Reading Marcus' book on Riot Grrrl, Klein says, she came to a realization: "I started thinking about how little had actually changed since the '90s."
So this year, spurred by Marcus' book, she decided to make her own attempt at DIY feminist organizing. "I thought Riot Grrrl was this movement of cool, famous ladies," Klein says. "I read the book, and it made it seem like it really had to do with girls coming together and making change in their communities. And I thought, you know, this doesn't seem so hard! Anyone could do this."
In January, Klein posted an open invitation on her blog asking readers to come to her house for the first meeting of a new feminist group she called Permanent Wave. Since then the group has organized meetings and benefit shows and joined other groups in protests around New York City.

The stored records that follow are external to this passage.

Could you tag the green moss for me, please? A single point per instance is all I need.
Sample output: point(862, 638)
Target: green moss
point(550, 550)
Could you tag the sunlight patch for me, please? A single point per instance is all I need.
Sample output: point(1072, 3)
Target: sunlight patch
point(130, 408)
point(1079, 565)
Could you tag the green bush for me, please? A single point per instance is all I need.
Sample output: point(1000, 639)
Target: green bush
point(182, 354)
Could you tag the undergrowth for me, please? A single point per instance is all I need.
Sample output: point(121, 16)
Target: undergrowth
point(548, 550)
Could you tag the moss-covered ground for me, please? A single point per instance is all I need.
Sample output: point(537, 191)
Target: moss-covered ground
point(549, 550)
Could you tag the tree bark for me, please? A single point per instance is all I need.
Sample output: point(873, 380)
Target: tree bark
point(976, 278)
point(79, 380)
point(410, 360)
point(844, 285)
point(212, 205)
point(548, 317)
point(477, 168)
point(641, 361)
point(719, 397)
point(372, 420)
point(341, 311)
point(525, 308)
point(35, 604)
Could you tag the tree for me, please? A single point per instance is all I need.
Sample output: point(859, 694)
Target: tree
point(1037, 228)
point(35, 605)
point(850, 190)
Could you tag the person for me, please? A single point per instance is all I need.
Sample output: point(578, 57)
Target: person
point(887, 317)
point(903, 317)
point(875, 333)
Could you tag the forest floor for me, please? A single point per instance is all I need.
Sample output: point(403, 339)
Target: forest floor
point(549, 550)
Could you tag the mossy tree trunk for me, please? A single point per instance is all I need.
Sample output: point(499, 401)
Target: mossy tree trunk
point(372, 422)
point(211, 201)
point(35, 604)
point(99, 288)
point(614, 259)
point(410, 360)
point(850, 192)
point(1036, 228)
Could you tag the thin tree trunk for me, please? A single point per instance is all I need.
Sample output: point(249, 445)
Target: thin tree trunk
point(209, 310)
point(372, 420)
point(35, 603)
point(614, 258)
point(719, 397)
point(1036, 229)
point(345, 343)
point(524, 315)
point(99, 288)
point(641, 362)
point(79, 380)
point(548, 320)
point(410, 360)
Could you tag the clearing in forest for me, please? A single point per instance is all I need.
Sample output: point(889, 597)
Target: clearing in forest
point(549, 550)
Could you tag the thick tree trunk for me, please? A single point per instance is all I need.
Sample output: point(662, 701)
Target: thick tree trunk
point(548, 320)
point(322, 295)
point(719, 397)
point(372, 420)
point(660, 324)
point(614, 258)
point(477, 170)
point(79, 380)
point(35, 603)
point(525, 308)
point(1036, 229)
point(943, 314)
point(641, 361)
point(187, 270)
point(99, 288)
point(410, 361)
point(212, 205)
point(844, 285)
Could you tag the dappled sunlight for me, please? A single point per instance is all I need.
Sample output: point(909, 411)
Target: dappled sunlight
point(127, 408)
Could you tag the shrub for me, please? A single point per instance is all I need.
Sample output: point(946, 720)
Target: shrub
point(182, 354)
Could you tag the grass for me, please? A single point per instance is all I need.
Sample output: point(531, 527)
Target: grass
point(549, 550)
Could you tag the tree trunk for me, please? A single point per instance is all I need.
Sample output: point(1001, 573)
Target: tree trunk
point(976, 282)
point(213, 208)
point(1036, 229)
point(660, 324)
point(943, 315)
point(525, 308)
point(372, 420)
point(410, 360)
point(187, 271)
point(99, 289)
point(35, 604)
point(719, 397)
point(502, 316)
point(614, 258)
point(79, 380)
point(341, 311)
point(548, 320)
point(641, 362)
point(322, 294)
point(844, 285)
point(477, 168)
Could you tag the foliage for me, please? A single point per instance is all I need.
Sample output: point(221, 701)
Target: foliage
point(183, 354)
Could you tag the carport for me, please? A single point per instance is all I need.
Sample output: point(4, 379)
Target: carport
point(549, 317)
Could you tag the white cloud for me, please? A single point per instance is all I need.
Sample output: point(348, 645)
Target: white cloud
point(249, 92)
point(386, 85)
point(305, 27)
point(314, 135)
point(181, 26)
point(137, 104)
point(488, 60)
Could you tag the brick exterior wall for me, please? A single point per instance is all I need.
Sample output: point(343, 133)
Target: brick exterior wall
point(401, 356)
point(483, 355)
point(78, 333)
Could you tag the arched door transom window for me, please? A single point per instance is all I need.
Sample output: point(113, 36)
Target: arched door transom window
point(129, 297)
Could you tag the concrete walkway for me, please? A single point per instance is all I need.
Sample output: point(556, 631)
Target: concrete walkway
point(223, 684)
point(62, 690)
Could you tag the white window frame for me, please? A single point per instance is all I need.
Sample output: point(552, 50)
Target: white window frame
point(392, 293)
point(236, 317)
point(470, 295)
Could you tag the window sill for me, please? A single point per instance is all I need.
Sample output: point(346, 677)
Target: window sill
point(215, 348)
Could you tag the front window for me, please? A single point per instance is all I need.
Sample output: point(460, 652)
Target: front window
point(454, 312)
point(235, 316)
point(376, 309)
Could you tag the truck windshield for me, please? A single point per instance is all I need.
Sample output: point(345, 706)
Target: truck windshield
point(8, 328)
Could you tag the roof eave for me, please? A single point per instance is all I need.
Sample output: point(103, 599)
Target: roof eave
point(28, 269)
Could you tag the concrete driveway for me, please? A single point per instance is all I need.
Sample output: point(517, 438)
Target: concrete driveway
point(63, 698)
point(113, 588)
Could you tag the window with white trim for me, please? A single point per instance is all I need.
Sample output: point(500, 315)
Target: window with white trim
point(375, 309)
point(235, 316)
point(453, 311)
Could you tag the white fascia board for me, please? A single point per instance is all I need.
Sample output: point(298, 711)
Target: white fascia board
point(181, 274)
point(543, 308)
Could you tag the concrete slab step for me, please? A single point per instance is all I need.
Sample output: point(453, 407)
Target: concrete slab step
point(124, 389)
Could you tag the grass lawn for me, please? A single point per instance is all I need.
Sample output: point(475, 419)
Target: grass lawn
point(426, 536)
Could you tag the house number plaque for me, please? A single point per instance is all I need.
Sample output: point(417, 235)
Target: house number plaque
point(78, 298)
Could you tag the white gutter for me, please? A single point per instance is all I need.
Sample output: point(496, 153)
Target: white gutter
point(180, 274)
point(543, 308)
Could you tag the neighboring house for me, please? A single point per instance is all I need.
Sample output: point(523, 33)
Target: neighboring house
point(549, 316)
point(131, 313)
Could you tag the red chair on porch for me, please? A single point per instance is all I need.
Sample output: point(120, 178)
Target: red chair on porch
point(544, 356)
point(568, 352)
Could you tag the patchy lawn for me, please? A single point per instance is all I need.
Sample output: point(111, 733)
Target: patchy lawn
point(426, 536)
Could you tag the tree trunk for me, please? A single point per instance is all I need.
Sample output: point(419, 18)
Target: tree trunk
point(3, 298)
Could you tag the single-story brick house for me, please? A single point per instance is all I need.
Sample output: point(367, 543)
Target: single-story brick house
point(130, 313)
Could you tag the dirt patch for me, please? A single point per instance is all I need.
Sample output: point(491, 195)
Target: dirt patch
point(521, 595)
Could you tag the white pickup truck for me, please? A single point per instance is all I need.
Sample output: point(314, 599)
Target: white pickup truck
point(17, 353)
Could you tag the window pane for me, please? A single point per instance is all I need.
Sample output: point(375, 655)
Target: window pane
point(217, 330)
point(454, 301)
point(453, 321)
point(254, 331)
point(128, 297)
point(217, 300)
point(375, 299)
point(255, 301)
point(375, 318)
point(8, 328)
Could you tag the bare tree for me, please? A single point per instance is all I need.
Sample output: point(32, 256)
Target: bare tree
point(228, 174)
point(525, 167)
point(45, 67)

"We've grown up hearing that we're post-feminist, that we don't need feminism. When you figure out you do, it's a huge deal," she says.
For Klein, Riot Grrrl's emphasis on the fundamental relationship between music, politics and power still rings true.

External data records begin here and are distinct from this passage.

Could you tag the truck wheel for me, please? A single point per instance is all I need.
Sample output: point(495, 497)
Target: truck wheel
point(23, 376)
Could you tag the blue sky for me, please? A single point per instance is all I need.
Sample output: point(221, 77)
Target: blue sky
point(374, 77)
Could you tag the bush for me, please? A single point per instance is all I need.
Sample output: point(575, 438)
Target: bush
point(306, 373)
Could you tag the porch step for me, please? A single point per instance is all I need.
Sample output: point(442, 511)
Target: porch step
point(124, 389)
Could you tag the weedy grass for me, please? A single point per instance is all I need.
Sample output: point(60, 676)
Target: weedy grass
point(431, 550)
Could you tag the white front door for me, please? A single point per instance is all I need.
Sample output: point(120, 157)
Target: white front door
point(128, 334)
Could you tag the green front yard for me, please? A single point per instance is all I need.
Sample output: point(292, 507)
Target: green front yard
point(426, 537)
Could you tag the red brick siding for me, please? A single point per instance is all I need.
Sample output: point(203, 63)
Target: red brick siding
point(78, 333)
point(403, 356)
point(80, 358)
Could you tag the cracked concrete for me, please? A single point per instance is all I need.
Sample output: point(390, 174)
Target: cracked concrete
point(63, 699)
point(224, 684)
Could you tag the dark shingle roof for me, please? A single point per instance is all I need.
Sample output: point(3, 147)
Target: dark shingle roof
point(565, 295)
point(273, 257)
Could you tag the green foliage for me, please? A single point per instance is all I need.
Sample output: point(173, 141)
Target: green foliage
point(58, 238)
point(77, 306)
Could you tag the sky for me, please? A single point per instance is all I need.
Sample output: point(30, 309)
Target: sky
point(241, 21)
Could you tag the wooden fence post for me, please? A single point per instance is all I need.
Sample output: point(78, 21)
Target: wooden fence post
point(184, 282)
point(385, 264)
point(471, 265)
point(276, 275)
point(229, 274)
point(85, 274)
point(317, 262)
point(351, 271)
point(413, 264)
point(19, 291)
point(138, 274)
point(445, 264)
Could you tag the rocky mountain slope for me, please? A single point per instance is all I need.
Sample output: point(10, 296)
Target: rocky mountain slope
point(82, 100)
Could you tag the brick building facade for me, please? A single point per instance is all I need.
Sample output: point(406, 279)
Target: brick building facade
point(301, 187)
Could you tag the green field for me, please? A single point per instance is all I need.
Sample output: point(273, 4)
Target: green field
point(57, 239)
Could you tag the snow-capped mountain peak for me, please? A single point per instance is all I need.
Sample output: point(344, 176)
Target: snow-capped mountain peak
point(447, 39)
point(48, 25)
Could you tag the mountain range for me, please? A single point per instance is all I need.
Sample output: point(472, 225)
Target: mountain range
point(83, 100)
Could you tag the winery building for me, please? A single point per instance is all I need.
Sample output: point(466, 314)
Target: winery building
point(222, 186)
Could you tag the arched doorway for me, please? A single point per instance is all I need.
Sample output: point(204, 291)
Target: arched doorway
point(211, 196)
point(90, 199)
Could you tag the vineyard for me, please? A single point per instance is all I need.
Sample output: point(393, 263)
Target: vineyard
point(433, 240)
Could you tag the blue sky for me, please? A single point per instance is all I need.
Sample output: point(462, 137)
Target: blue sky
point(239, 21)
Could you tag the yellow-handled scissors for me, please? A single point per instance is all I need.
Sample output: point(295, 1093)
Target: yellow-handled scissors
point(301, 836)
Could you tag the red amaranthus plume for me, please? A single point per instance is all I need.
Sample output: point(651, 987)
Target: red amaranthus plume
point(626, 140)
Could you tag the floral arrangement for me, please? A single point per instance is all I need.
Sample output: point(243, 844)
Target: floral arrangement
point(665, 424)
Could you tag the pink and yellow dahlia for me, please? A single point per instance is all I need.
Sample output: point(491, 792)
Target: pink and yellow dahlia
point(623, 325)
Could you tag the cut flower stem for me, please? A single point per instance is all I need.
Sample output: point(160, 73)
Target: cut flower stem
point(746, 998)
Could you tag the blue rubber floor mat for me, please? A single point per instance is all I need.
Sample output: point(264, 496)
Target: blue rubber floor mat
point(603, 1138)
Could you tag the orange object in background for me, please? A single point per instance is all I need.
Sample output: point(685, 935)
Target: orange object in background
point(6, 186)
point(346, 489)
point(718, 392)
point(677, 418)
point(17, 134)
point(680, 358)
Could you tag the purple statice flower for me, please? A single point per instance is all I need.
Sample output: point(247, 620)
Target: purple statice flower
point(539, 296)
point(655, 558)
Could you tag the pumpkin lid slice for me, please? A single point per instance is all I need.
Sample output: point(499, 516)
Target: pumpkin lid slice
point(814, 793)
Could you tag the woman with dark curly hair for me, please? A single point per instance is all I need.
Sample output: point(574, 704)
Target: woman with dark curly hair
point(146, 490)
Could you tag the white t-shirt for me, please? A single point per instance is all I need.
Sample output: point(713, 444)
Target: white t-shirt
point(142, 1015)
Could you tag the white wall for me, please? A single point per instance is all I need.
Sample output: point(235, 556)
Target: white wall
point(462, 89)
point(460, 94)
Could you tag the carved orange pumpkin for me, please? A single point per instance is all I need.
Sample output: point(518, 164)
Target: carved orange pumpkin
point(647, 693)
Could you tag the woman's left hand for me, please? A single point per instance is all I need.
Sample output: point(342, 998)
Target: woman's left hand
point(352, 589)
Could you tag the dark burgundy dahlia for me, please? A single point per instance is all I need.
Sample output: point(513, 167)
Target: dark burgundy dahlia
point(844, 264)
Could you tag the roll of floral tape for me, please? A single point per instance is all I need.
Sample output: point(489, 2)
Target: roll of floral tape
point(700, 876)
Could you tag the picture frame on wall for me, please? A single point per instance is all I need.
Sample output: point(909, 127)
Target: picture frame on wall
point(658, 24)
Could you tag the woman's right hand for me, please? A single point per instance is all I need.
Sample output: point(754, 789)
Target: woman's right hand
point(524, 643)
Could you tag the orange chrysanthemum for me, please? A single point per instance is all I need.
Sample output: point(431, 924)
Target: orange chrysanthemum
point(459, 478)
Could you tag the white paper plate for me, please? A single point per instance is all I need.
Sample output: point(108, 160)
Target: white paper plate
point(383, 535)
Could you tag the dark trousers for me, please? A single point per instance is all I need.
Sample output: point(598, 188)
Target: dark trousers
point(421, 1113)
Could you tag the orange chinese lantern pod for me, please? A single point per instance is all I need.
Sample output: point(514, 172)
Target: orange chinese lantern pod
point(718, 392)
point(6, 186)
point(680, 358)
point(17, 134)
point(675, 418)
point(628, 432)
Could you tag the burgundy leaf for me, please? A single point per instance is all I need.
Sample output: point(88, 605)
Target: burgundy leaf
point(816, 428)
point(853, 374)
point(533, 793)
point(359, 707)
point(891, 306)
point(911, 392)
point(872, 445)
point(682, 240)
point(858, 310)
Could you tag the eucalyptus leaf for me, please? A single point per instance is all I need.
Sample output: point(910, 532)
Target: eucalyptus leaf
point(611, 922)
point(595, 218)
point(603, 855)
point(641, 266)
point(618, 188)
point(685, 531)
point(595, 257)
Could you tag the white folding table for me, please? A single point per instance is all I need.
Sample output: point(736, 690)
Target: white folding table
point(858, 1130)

"One of the things you realize if you're in a band is that music and politics are basically the same thing. You get up in front of a crowd, and you have their ideas and emotions in your hands. That's power, and we think of that as a very masculine thing," she explains. "It's definitely not 'cool' to be a feminist, and if you're a musician, you run the risk of diminishing your audience. But I think if you're in a band that has some reach, you have a responsibility to do something positive with it."
Like the original Riot Grrrls, Klein doesn't want to codify her ideas too soon. "I don't really have a huge philosophy. We're figuring it out together," she says. Part of the process, she acknowledges, will have to involve facing up to the complexities of living at a time when cultural options are plentiful and concepts like genre and even gender are no longer taken for granted. With the name Permanent Wave — suggested by her mother — Klein hopes her group will foster dialogue between feminists of all ages.
According to Marcus, the original Riot Grrrls also feel as though they have unfinished business. "A lot of the people I interviewed had put it away and not talked about it in a long time," she says. "They felt like it hadn't lived up to its promise."
Ultimately, Molly Neuman says, Riot Grrrl "was something very fluid and difficult to understand, and remains so." After a two-decade career in the music industry following her days in Riot Grrrl, Neuman also feels that not enough has changed for women in the industry at large. However, she continues to see hope for women to make positive change in and through music.
Neuman, who contributed to Marcus' book, now numbers among the donors to the Fales Library's Riot Grrrl Collection, where she contributed a collection of letters and diaries from her years in Riot Grrrl. Neuman hopes the process of revisiting and documenting the movement's history will one day include an oral history project. But for now, to the students and researchers encountering "Molly's stuff from when she was a young punk," Neuman hopes a simple lesson will ring true.
"Looking back on the language we had and the way we communicated — I'm pretty proud of it, actually," Neuman says. "My mission has always been to work as hard as I can and do as many things as I can that I'm proud of. Hopefully that has an obvious resonance, that someone could look back at one of those things and say, 'Oh, I could do that,' and do it."